# OxiRS Embed — Deployment Templates
Production deployment artifacts for the OxiRS Embed knowledge-graph
embedding service. This directory is **operational** documentation; the
crate's developer-facing docs live in `../README.md` and `../TODO.md`.
## Layout
```
deploy/
├── Dockerfile # multi-stage build, scratch runtime, ~30 MB image
├── docker-compose.yml # local stack: oxirs-embed + Prometheus + Grafana
├── README.md # (this file)
├── helm/oxirs-embed/ # Helm chart (Chart.yaml + values.yaml + templates/)
├── k8s/ # raw K8s manifests for clusters without Helm
└── monitoring/ # prometheus.yml + grafana-dashboard.json
```
## Local stack (Docker Compose)
```sh
# from repo root
docker compose -f ai/oxirs-embed/deploy/docker-compose.yml up --build
```
Endpoints:
| Embedding API | <http://localhost:8080> |
| Prometheus | <http://localhost:9091> |
| Grafana | <http://localhost:3000> (admin/admin) |
The Grafana dashboard `OxiRS Embed — Service Overview` is auto-loaded from
`monitoring/grafana-dashboard.json`.
## Kubernetes — Helm
```sh
# Install
helm install oxirs-embed ai/oxirs-embed/deploy/helm/oxirs-embed \
--namespace oxirs --create-namespace
# Upgrade with custom values
helm upgrade oxirs-embed ai/oxirs-embed/deploy/helm/oxirs-embed \
--namespace oxirs \
--values my-values.yaml
# Render templates without applying (smoke check)
helm template oxirs-embed ai/oxirs-embed/deploy/helm/oxirs-embed
```
Key `values.yaml` knobs:
| `image.tag` | `0.3.0` | match the chart `appVersion` |
| `replicaCount` | `2` | ignored when `autoscaling.enabled` |
| `distributed.enabled` | `false` | enable parameter-server training |
| `distributed.numShards` | `4` | bounded 4-8 for the prototype |
| `distributed.numWorkers` | `4` | bounded 4-8 for the prototype |
| `distributed.updateMode` | `async` | `async` or `sync` |
| `distributed.shardingStrategy` | `entity-hash` | `entity-hash` or `round-robin` |
| `autoscaling.enabled` | `true` | HPA on CPU+memory |
| `podDisruptionBudget.enabled` | `true` | minAvailable: 1 |
| `metrics.serviceMonitor.enabled` | `false` | flip to `true` if running prometheus-operator |
### Parameter-server training mode
When `distributed.enabled: true` is set, the pod boots in a mode where it
operates as both an HTTP API server **and** an in-process parameter server.
The training driver hashes entity IDs across `distributed.numShards` shards
and spawns `distributed.numWorkers` worker tasks. This is bounded to 4-8
workers per the v1.1.0 prototype design — for larger setups use a
specialised system (Horovod, Ray, DeepSpeed).

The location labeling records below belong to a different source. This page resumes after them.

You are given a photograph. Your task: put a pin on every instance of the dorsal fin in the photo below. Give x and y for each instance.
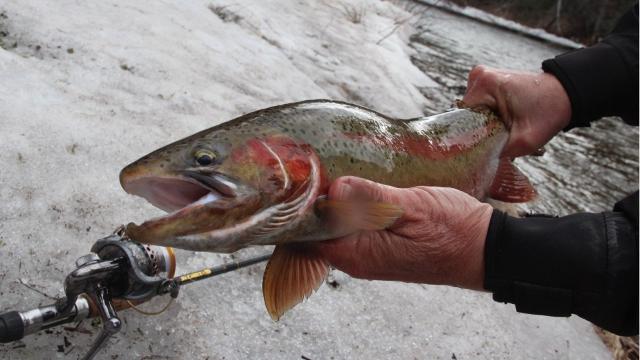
(510, 184)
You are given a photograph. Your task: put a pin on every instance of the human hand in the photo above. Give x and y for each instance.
(533, 106)
(438, 240)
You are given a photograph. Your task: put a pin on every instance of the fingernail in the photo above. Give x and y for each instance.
(344, 191)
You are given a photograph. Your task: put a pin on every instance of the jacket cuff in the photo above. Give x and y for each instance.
(597, 82)
(583, 264)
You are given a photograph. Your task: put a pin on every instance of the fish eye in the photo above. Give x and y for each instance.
(205, 157)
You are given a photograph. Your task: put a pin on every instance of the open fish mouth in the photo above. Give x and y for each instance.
(174, 193)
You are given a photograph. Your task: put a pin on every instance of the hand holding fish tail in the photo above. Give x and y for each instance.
(439, 239)
(533, 106)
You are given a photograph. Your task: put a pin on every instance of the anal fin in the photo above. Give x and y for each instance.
(510, 184)
(291, 276)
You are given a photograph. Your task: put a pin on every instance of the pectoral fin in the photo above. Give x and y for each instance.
(292, 274)
(359, 215)
(510, 184)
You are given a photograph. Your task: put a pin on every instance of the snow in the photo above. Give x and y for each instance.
(488, 18)
(91, 86)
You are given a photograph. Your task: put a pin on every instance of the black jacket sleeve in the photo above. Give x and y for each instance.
(584, 264)
(602, 80)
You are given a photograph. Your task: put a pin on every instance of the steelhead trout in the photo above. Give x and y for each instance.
(262, 179)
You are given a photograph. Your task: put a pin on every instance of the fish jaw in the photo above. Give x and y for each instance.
(197, 200)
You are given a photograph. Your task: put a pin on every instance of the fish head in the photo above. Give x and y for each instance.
(214, 180)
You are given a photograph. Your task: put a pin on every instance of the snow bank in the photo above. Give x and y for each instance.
(488, 18)
(88, 86)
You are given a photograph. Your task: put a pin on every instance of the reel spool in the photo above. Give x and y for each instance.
(148, 267)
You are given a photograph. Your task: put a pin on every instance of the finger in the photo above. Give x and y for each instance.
(342, 253)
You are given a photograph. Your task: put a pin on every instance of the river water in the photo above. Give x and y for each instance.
(586, 169)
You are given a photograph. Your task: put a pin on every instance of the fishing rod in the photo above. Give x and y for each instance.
(117, 274)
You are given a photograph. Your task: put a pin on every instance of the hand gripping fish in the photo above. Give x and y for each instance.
(262, 179)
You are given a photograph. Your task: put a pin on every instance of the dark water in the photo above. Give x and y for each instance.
(585, 169)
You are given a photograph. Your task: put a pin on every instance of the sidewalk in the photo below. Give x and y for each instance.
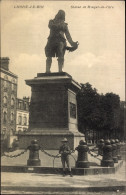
(33, 183)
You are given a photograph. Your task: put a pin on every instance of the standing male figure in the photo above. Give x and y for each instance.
(65, 152)
(56, 44)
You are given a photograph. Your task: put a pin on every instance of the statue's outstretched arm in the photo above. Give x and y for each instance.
(52, 24)
(68, 36)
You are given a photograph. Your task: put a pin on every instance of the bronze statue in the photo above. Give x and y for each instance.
(56, 45)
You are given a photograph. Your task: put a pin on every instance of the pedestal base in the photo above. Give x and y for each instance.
(82, 164)
(115, 159)
(107, 163)
(50, 139)
(119, 157)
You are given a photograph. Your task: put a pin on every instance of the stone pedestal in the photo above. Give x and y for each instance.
(53, 111)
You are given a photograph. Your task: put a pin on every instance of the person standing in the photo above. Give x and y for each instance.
(56, 44)
(65, 153)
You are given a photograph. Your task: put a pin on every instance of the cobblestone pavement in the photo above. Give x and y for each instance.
(65, 193)
(35, 180)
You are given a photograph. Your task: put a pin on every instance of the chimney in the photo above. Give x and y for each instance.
(4, 63)
(27, 99)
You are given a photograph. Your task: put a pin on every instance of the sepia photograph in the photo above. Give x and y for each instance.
(62, 102)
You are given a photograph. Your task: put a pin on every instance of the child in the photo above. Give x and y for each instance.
(65, 152)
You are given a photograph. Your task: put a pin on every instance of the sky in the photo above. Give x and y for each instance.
(97, 26)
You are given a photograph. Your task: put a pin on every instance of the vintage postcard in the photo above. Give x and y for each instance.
(62, 72)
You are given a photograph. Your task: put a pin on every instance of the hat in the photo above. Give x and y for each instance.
(64, 140)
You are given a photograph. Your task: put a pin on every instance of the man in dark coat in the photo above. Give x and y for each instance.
(65, 153)
(56, 44)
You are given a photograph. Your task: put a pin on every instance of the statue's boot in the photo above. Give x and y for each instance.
(60, 64)
(48, 64)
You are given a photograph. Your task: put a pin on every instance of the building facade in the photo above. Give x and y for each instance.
(22, 121)
(8, 99)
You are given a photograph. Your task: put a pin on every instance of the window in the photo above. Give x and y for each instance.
(12, 101)
(5, 117)
(5, 81)
(25, 120)
(20, 120)
(12, 86)
(5, 100)
(12, 117)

## Kubernetes — raw manifests
If you do not have Helm available, raw manifests live under `k8s/`:
```sh
kubectl create namespace oxirs
kubectl apply -f ai/oxirs-embed/deploy/k8s/configmap.yaml
kubectl apply -f ai/oxirs-embed/deploy/k8s/deployment.yaml
kubectl apply -f ai/oxirs-embed/deploy/k8s/service.yaml
kubectl apply -f ai/oxirs-embed/deploy/k8s/hpa.yaml
kubectl apply -f ai/oxirs-embed/deploy/k8s/pdb.yaml
```
The raw manifests are equivalent to the chart's defaults — they are useful
for inspection, GitOps diffs, and clusters that prohibit Helm.
## Observability
The service exports the following metrics on `/metrics` (port 9090):
| `oxirs_embed_requests_total` | counter | API requests by route |
| `oxirs_embed_request_duration_seconds` | histogram | API request latency |
| `oxirs_embed_embedding_latency_seconds` | histogram | Per-embedding inference latency |
| `oxirs_embed_active_models` | gauge | Number of loaded models |
| `oxirs_embed_distributed_workers` | gauge | Live worker count (when distributed enabled) |
| `oxirs_embed_distributed_pushes_total` | counter | ParameterServer push operations |
| `oxirs_embed_distributed_pulls_total` | counter | ParameterServer pull operations |
| `oxirs_embed_distributed_barriers_total` | counter | Sync-mode barrier completions |
| `oxirs_embed_distributed_staleness` | gauge | Async-mode staleness per shard |
Probe paths:
- `GET /health` — process liveness; returns 200 if the embedding subsystem is alive
- `GET /ready` — readiness gate; returns 200 once at least one model is loaded
## Smoke validation
The repository ships two smoke-style integration tests that operators can
run *without* a live cluster:
```sh
# Helm template render — needs `helm` binary on PATH
cargo test -p oxirs-embed --test distributed_training -- --ignored helm_template_smoke
# Docker build — needs `docker` daemon and a network
cargo test -p oxirs-embed --test distributed_training -- --ignored docker_build_smoke
```
The non-ignored test cases verify that all expected files exist on disk.
## Security posture
- Runs as **non-root** UID 65532, group 65532.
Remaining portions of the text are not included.